Recently, we showed a natural reprogramming process during infection with Mycobacterium leprae (ML), the causative organism of human leprosy. ML hijacks the notable plasticity of adult Schwann cells in the peripheral nervous system (PNS), bacteria's preferred nonimmune niche, to reprogram infected cells to progenitor/stem cell-like cells (pSLCs). Whereas ML appear to use this reprogramming process as a sophisticated bacterial strategy to spread infection to other tissues, understanding the mechanisms may shed new insights into the basic biology of cellular reprogramming and the development of new approaches for generating pSLC for therapeutic purposes as well as targeting bacterial infectious diseases at an early stage. Toward these goals, we extended our studies to identify other players that might be involved in this complex host cell reprogramming. Here we show that ML activates numerous immune-related genes mainly involved in innate immune responses and inflammation during early infection before downregulating Schwann cell lineage genes and reactivating developmental transcription factors. We validated these findings by demonstrating the ability of infected cells to secrete soluble immune factor proteins at early time points and their continued release during the course of reprogramming. By using time-lapse microscopy and a migration assay with reprogrammed Schwann cells (pSLCs) cultured with macrophages, we show that reprogrammed cells possess the ability to attract macrophages, providing evidence for a functional role of immune gene products during reprogramming. These findings suggest a potential role of innate immune response and the related signaling pathways in cellular reprogramming and the initiation of neuropathogenesis during ML infection.
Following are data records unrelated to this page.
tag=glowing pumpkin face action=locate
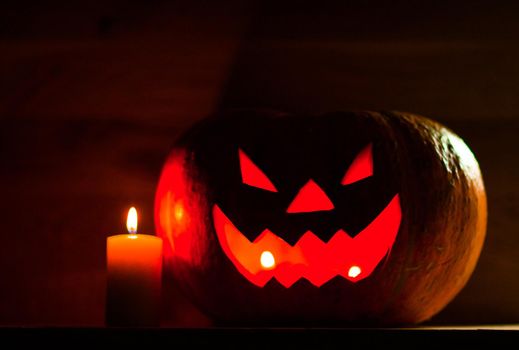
[155,112,486,325]
[213,144,401,287]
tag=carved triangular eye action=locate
[341,144,373,185]
[238,149,278,192]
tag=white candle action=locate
[106,207,162,327]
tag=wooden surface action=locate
[0,1,519,327]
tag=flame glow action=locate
[348,265,362,278]
[126,207,137,235]
[260,250,276,269]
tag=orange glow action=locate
[238,149,278,192]
[287,180,334,213]
[348,265,362,278]
[213,195,402,288]
[260,250,276,269]
[155,151,207,264]
[341,144,373,185]
[126,207,137,235]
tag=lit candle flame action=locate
[348,265,362,278]
[126,207,137,235]
[260,250,276,269]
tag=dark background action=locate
[0,0,519,326]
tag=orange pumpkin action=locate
[155,111,486,325]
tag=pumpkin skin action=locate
[155,111,487,326]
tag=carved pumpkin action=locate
[155,112,486,325]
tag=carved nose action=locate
[287,179,334,214]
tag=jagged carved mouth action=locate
[213,194,402,288]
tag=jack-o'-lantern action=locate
[155,111,486,325]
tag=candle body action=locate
[105,234,162,327]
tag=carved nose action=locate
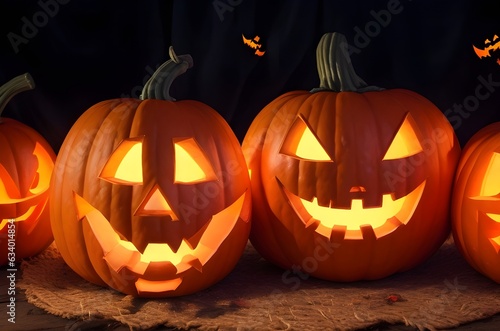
[349,186,366,193]
[136,186,178,221]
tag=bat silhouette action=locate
[241,34,266,56]
[472,35,500,64]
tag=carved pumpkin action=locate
[452,122,500,283]
[51,50,251,297]
[0,74,56,265]
[243,34,460,281]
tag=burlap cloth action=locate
[18,240,500,330]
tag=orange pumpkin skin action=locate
[243,33,460,281]
[51,51,251,297]
[0,75,56,265]
[452,122,500,283]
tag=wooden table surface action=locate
[0,267,500,331]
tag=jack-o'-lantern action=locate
[0,74,56,265]
[51,49,251,297]
[243,33,460,281]
[452,122,500,283]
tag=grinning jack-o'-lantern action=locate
[472,35,500,65]
[243,34,460,281]
[51,50,251,297]
[0,74,55,265]
[452,123,500,283]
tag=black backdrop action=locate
[0,0,500,151]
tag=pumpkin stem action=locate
[311,32,383,92]
[141,46,193,101]
[0,73,35,123]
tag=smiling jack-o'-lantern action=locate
[0,74,55,265]
[51,50,251,297]
[243,34,460,281]
[452,123,500,283]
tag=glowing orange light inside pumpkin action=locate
[280,116,332,162]
[480,153,500,197]
[174,138,217,183]
[280,114,425,239]
[383,115,423,160]
[99,137,143,185]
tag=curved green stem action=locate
[0,73,35,122]
[312,32,383,92]
[141,46,193,101]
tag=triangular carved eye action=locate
[280,116,332,162]
[0,163,21,201]
[174,138,217,184]
[99,137,143,185]
[480,153,500,197]
[384,114,423,160]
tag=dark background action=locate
[0,0,500,151]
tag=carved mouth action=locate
[0,196,48,234]
[470,194,500,253]
[74,192,247,294]
[278,180,425,239]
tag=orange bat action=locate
[241,34,266,56]
[472,35,500,59]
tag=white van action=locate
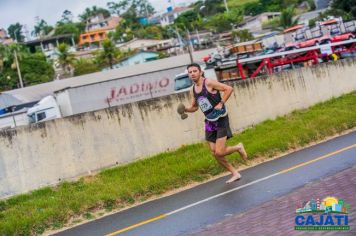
[27,96,62,123]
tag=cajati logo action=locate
[294,197,350,231]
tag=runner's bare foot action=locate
[226,172,241,184]
[235,143,247,162]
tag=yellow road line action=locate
[105,144,356,236]
[106,214,167,236]
[278,144,356,174]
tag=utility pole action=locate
[224,0,229,12]
[185,28,194,63]
[14,49,23,88]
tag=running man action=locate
[178,63,247,183]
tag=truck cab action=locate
[174,72,193,93]
[27,96,62,123]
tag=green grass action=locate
[228,0,258,8]
[0,93,356,235]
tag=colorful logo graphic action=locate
[294,197,350,231]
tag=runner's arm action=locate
[184,88,199,113]
[207,79,233,105]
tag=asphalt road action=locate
[57,132,356,236]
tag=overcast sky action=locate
[0,0,195,32]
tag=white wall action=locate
[0,60,356,197]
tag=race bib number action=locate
[198,97,213,112]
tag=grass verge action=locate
[0,92,356,235]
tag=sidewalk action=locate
[193,166,356,236]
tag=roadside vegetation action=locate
[0,92,356,235]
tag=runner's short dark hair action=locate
[187,63,201,71]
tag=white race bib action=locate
[197,97,213,112]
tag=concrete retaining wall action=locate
[0,60,356,198]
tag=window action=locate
[174,75,193,91]
[36,112,46,122]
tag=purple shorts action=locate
[205,116,232,143]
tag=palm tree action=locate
[57,43,75,74]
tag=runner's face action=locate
[188,66,202,82]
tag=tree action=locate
[73,58,100,76]
[0,44,54,91]
[96,39,122,69]
[21,53,54,86]
[174,11,200,30]
[207,8,243,32]
[7,23,25,42]
[79,6,111,22]
[280,7,299,29]
[54,22,85,42]
[32,19,53,37]
[194,0,225,16]
[57,10,73,25]
[57,43,74,75]
[107,0,155,17]
[232,29,254,42]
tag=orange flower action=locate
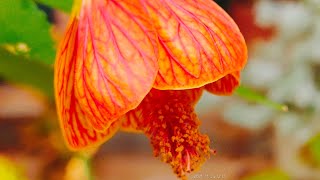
[54,0,247,177]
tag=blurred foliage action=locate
[301,134,320,167]
[0,48,53,98]
[243,169,290,180]
[35,0,73,12]
[0,0,55,64]
[0,156,26,180]
[236,86,288,111]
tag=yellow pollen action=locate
[142,91,211,179]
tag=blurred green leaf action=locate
[301,134,320,167]
[309,134,320,166]
[35,0,73,13]
[0,0,55,64]
[236,86,288,111]
[0,48,53,98]
[242,169,290,180]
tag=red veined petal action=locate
[205,71,240,96]
[54,18,120,150]
[144,0,247,90]
[121,88,204,133]
[57,0,158,134]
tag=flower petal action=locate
[55,0,158,149]
[54,18,120,150]
[121,88,204,133]
[205,71,240,96]
[144,0,247,90]
[60,0,158,134]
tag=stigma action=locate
[140,90,212,179]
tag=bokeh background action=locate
[0,0,320,180]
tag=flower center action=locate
[142,91,211,178]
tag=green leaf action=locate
[0,48,53,99]
[236,86,288,111]
[0,0,55,64]
[35,0,73,13]
[242,169,290,180]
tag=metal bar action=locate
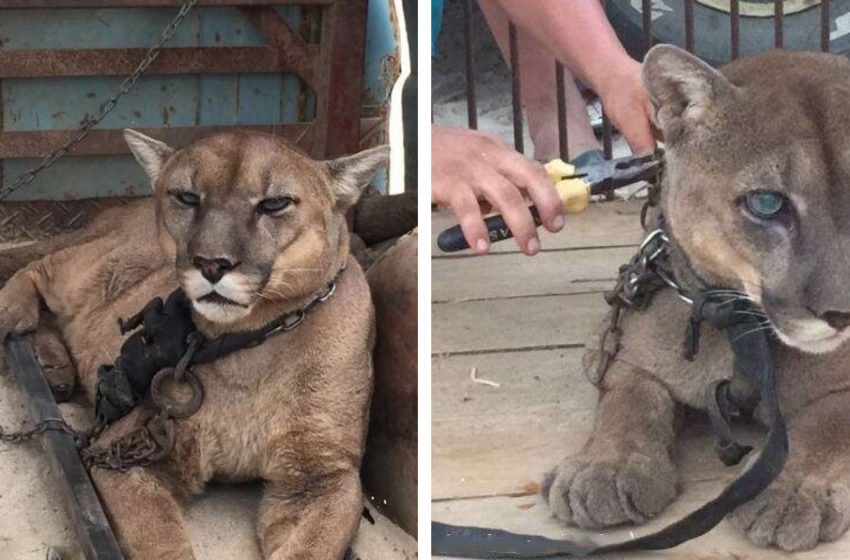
[0,45,318,81]
[315,0,368,158]
[820,0,832,52]
[240,6,318,86]
[729,0,741,60]
[0,0,335,9]
[555,62,570,161]
[508,22,525,154]
[641,0,652,54]
[0,123,312,159]
[6,338,124,560]
[602,112,614,159]
[463,0,478,130]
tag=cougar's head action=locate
[124,130,388,324]
[643,45,850,353]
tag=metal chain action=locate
[0,0,198,200]
[596,161,672,382]
[0,418,103,449]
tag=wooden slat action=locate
[431,290,608,354]
[0,45,318,82]
[431,199,643,258]
[0,123,311,159]
[431,348,596,500]
[0,0,334,9]
[6,339,124,560]
[431,247,636,302]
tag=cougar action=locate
[0,130,387,560]
[541,45,850,551]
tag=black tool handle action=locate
[437,206,542,253]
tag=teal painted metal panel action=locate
[0,0,394,200]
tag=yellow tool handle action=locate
[543,159,590,214]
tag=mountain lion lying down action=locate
[542,46,850,551]
[0,130,387,560]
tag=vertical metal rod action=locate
[685,0,695,53]
[641,0,652,54]
[602,116,614,162]
[729,0,741,60]
[555,61,570,161]
[508,22,525,154]
[463,0,478,130]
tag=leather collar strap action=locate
[190,267,345,364]
[431,308,788,559]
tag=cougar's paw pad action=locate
[732,479,850,552]
[541,453,676,529]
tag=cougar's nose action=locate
[818,311,850,330]
[192,257,235,284]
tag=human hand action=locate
[594,57,655,156]
[431,126,564,255]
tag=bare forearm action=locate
[479,0,628,92]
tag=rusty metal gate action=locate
[0,0,368,241]
[460,0,836,165]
Reprogramming diminishes retention of Mycobacterium leprae in Schwann cells and elevates bacterial transfer property to fibroblasts.

BACKGROUND: Bacterial pathogens can manipulate or subvert host tissue cells to their advantage at different stages during infection, from initial colonization in primary host niches to dissemination. Recently, we have shown that Mycobacterium leprae (ML), the causative agent of human leprosy, reprogrammed its preferred host niche de-differentiated adult Schwann cells to progenitor/stem cell-like cells (pSLC) which appear to facilitate bacterial spread. Here, we studied how this cell fate change influences bacterial retention and transfer properties of Schwann cells before and after reprogramming. RESULTS: Using primary fibroblasts as bacterial recipient cells, we showed that non-reprogrammed Schwann cells, which preserve all Schwann cell lineage and differentiation markers, possess high bacterial retention capacity when co-cultured with skin fibroblasts; Schwann cells failed to transfer bacteria to fibroblasts at higher numbers even after co-culture for 5 days. In contrast, pSLCs, which are derived from the same Schwann cells but have lost Schwann cell lineage markers due to reprogramming, efficiently transferred bacteria to fibroblasts within 24 hours. CONCLUSIONS: ML-induced reprogramming converts lineage-committed Schwann cells with high bacterial retention capacity to a cell type with pSLC stage with effective bacterial transfer properties. We propose that such changes in cellular properties may be associated with the initial intracellular colonization, which requires long-term bacterial retention within Schwann cells, in order to spread the infection to other tissues, which entails efficient bacterial transfer capacity to cells like fibroblasts which are abundant in many tissues, thereby potentially maximizing bacterial dissemination. These data also suggest how pathogens could take advantage of multiple facets of host cell reprogramming according to their needs during infection.